Ramai Tambang Nikel di Raja Ampat, Seperti Apa Kronologi dan Penyelesaiannya?

· 3 min read
dynasty4dtoto-gifoasistogel-gif
Ramai Tambang Nikel di Raja Ampat, Seperti Apa Kronologi dan Penyelesaiannya?

Ramai Tambang Nikel di Raja Ampat, Begini Kronologi dan Upaya Penyelesaiannya

Raja Ampat, Papua Barat Daya – Keindahan alam Raja Ampat yang dikenal sebagai surga bawah laut dunia tengah menghadapi ancaman serius akibat maraknya aktivitas tambang nikel. Isu ini menjadi sorotan nasional setelah berbagai pihak, mulai dari masyarakat adat hingga lembaga legislatif dan organisasi lingkungan, menyuarakan penolakan terhadap izin-izin tambang yang merambah kawasan sensitif ekologis tersebut.

Kisruh tambang nikel di Raja Ampat bermula sejak tahun 2013–2017, saat sejumlah Izin Usaha Pertambangan (IUP) diterbitkan oleh pemerintah di beberapa pulau kecil seperti Pulau Gag, Kawe, Manuran, dan Batang Pele. Salah satu perusahaan yang terlibat adalah PT Gag Nikel, anak usaha dari PT Antam Tbk, yang menguasai konsesi besar di Pulau Gag. Padahal, luas pulau tersebut hanya sekitar 6.500 hektare, namun hampir seluruhnya masuk ke dalam wilayah izin tambang seluas 13.000 hektare.

Seiring berjalannya waktu, aktivitas tambang mulai menunjukkan dampak serius terhadap lingkungan dan kehidupan masyarakat. Hutan-hutan tropis dibabat, sedimentasi dari aktivitas pertambangan menyebabkan laut menjadi keruh, dan keanekaragaman hayati—termasuk spesies laut endemik seperti kerang langka, ikan pari, hingga penyu—terancam. Masyarakat lokal yang menggantungkan hidup pada laut dan pariwisata pun mulai merasakan dampaknya.
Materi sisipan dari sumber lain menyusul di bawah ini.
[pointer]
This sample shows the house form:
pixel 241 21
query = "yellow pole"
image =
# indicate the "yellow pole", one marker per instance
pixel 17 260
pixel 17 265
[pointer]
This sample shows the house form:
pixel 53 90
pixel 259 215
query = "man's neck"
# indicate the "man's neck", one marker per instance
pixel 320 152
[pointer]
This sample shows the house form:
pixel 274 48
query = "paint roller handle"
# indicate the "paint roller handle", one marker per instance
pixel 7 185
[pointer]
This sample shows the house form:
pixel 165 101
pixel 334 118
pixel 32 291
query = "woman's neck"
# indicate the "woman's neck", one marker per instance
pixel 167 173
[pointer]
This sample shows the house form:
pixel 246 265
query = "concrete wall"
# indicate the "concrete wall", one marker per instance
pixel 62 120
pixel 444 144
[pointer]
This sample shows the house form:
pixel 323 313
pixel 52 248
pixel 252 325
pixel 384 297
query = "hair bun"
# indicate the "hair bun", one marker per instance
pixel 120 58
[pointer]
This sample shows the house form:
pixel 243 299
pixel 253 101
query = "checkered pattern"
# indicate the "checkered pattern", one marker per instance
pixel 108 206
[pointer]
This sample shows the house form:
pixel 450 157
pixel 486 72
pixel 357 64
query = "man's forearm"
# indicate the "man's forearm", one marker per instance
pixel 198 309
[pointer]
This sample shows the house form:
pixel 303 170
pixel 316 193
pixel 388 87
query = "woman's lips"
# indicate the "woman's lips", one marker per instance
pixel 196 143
Situasi ini memicu gelombang penolakan dari masyarakat adat, aktivis lingkungan, dan lembaga swadaya masyarakat. Koalisi termasuk Greenpeace Indonesia, Auriga Nusantara, dan Jaringan Advokasi Tambang (JATAM) menuntut penghentian operasional tambang dan pembatalan izin-izin yang dinilai merusak kawasan konservasi dan melanggar prinsip keberlanjutan.

Pada awal tahun 2025, DPR RI melalui Komisi IV turun tangan dan meminta pertanggungjawaban dari perusahaan-perusahaan tambang terkait transparansi dana tanggung jawab sosial (CSR) serta kajian lingkungan. Pemerintah pun akhirnya merespons. Pada Mei 2025, pemerintah pusat memutuskan untuk menangguhkan sementara operasi tambang di empat pulau, termasuk Pulau Gag, sambil menunggu audit Amdal (Analisis Mengenai Dampak Lingkungan) dan peninjauan ulang izin.

Namun demikian, moratorium ini masih bersifat sementara dan belum menyentuh akar persoalan jangka panjang. Sejumlah pihak mendorong agar pulau-pulau kecil dan kawasan Raja Ampat dinyatakan sebagai zona bebas tambang secara permanen, dengan fokus pada konservasi laut dan pengembangan ekonomi berkelanjutan berbasis ekowisata.

Kasus tambang nikel di Raja Ampat menjadi pengingat penting bagi pemerintah dan publik: bahwa di tengah ambisi pengembangan industri nikel sebagai bahan baku kendaraan listrik global, keberlanjutan lingkungan dan kearifan lokal tak boleh dikorbankan. Raja Ampat bukan hanya milik Indonesia, tapi juga warisan dunia yang harus dijaga bersama.